I was that horse, going through the many danger, toils, and snares, and trying to control them to fit into my picture of a perfect life. That February day seventeen years ago, I finally reached for God's hand, I finally gave up. And found the peace I'd been looking for.

Since then, life hasn't really gotten any easier. In many ways, it's been harder. But I now rest in the strength of God's amazing grace and love. He has promised good to me. He helped me break the pattern of daydreaming, helped me "look to Jesus, the author and finisher of my faith," helped me see that true peace and joy comes when I stop running, when I stop pushing against the boundaries He protects me with, stop trying to control things I never had control of in the first place.
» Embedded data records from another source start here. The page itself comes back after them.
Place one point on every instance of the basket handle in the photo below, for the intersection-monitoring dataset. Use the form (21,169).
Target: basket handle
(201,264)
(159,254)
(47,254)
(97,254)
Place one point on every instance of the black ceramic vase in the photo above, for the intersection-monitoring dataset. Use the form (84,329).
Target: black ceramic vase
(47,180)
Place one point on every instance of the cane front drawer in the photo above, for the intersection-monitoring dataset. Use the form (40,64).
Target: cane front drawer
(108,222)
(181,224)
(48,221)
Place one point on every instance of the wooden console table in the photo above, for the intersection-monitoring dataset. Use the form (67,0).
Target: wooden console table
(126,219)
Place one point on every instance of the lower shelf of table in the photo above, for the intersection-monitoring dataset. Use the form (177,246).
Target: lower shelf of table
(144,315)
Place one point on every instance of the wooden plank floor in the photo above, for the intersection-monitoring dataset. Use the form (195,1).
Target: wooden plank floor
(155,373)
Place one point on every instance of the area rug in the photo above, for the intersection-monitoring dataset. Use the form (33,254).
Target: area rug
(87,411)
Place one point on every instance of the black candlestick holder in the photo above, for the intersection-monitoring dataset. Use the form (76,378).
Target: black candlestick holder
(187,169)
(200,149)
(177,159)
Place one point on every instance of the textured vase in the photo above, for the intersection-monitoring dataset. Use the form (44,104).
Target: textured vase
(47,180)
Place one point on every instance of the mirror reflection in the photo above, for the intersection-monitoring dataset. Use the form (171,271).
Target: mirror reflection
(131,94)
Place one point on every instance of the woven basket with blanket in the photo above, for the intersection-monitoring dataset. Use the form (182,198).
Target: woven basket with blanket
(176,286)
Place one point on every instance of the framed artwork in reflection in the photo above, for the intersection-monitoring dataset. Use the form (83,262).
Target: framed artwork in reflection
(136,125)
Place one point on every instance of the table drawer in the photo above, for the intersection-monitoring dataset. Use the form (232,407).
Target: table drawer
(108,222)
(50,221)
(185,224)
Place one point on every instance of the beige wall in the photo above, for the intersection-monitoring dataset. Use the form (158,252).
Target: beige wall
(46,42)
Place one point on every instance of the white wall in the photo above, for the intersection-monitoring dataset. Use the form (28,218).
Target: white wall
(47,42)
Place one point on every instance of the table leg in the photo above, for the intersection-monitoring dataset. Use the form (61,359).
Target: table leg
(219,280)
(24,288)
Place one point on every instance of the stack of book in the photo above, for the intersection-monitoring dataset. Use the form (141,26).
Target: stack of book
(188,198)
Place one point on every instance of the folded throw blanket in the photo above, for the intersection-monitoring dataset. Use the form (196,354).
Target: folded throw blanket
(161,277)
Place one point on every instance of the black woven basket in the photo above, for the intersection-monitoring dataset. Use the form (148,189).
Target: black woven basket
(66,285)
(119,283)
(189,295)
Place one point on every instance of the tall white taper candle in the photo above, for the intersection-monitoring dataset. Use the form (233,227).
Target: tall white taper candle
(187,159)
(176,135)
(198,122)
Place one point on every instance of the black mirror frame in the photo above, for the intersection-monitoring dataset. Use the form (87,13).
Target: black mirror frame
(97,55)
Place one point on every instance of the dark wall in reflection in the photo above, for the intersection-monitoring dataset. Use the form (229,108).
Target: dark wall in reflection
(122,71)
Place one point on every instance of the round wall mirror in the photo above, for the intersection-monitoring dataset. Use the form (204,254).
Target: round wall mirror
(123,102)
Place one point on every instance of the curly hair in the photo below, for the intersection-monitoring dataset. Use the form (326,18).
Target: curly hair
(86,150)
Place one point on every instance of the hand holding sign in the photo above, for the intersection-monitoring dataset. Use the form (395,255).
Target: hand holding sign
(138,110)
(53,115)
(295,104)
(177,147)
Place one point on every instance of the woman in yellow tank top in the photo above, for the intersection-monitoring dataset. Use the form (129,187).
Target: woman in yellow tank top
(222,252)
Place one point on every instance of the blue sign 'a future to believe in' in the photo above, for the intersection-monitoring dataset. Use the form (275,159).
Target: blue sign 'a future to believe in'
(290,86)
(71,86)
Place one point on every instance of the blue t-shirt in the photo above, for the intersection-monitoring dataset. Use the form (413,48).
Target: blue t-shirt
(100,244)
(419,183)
I'm not perfect at it, but I'm learning. And I praise God for continuing to "grow" me and draw me closer to Him.

Amazing grace! How sweet the sound
That saved a wretch like me!
I once was lost, but now am found;
Was blind, but now I see.

’Twas grace that taught my heart to fear,
And grace my fears relieved;
How precious did that grace appear
The hour I first believed!

Through many dangers, toils and snares,
I have already come;
’Tis grace hath brought me safe thus far,
And grace will lead me home.

The Lord has promised good to me,
His Word my hope secures;
He will my Shield and Portion be,
As long as life endures.

1 comment:

Jan Parrish said...

So very timely for me. God is moving in ways I don't understand. All I can do is just trust that He knows the direction He wants me to go in.

Amazingly anointed song that moves me every time. He is my portion.